Wife and brother of detained Czechs travel to Cuba
PRAGUE, Czech Republic -- (AP) -- The wife of a Czech legislator
arrested in
Cuba left for Havana Saturday with the brother of another detainee
in a quest for
their release.
Ivan Pilip, a former finance minister and currently deputy in
the Czech
Parliament's lower house, and Jan Bubenik, a student leader in
the 1989
movement that toppled the communist government in Prague, were
arrested Jan.
12 in a central Cuban province after meeting Cuban pro-democracy
dissidents.
The two are expected to be put on trial for unspecified subversive
activities and for
``being American agents,'' according to the Cuban Communist party
daily
Granma.
Lucie Pilipova, wife of the jailed lawmaker, told Czech radio
before her departure
that she would ``try to contact Cuban officials and seek access
to the prison.''
Jan Bubenich's brother, Martin, added: ``We have only one goal,
and that is to
give them strength.''
The Czech Foreign Ministry said Cuba is not providing any official
information on
the condition of the two prisoners or the charges they face.

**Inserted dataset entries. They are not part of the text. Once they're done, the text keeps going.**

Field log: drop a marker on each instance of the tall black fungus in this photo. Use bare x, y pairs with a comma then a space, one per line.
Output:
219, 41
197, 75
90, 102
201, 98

The detention triggered a worldwide campaign to win their release.
Czech Foreign Minister Jan Kavan appealed the European Union for
help, Prime
Minister Milos Zeman wrote a personal letter to Cuban leader
Fidel Castro and
President Vaclav Havel is reportedly asking the Pope to mediate.
Havel, himself a longtime anti-Communist dissident, called the
charges fabricated
and condemned the act as politically motivated.
In Germany, Foreign Minister Joschka Fischer on Saturday called
on Cuba to free
the pair.
The ministry said the Cuban ambassador to Germany, Marcelino Medina,
would
be summoned to deliver the appeal, while the German ambassador
to Cuba was
expected to do the same in Havana later in the day.